Logo após a chegada, Bolsonaro foi encaminhado a uma sala de Estado, espaço reservado a ex-chefes do Executivo e outras autoridades. O ambiente segue protocolos diferenciados por questões de segurança e hierarquia institucional.
Histórico recente de medidas contra Bolsonaro
Antes da nova medida, Bolsonaro havia completado mais de cem dias em prisão domiciliar em 11 de novembro. A restrição foi imposta pelo ministro Alexandre de Moraes após o entendimento de que o ex-presidente havia desrespeitado condições previstas na Petição 14.129, instaurada em agosto.

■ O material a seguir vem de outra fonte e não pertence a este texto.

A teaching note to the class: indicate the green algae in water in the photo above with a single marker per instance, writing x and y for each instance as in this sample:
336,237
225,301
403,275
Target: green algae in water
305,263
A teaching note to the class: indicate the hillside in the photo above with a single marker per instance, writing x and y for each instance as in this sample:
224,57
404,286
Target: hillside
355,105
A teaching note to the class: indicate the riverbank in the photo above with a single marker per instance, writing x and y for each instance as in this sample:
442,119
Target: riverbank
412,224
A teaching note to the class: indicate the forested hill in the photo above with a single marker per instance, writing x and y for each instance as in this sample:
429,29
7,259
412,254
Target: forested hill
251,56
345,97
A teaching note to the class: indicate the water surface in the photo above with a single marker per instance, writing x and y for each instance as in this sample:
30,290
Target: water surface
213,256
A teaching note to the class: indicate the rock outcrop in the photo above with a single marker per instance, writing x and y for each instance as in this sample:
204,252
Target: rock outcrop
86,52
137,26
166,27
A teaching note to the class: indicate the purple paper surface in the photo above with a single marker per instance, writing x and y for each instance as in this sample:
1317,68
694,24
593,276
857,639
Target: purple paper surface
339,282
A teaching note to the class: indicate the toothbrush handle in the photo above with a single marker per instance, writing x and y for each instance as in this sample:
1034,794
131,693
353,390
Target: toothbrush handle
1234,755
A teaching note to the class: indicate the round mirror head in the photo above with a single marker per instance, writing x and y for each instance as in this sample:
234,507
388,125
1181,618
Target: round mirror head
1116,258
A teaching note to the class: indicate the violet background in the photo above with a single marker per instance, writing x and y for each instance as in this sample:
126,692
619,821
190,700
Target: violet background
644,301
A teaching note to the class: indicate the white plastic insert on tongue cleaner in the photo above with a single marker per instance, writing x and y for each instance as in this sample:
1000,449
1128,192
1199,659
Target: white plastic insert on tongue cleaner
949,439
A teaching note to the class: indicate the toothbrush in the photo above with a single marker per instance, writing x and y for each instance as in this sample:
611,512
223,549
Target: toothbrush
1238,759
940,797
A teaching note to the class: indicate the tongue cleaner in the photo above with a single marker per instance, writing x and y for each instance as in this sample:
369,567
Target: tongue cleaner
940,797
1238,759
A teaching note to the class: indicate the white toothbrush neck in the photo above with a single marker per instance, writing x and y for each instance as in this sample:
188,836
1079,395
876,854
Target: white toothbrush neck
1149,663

Durante o período de recolhimento domiciliar, Bolsonaro ficou proibido de receber visitas, salvo advogados e pessoas autorizadas pelo STF. A decisão também impôs a proibição do uso de celular e a vedação de manifestações públicas, inclusive por meio de terceiros.
Condenação e pedidos da defesa
Após a decisão judicial que resultou em uma condenação de 27 anos e três meses de prisão, a defesa solicitou a substituição do regime fechado por prisão domiciliar de caráter humanitário. No pedido, os advogados afirmaram que o início da execução da pena estava iminente e que o encarceramento poderia representar risco à integridade física do ex-presidente.
A determinação de prisão preventiva reacendeu debates sobre o cumprimento das medidas anteriores e sobre o impacto jurídico das decisões do STF. O caso segue em tramitação e novas manifestações das autoridades envolvidas devem definir os próximos passos do processo.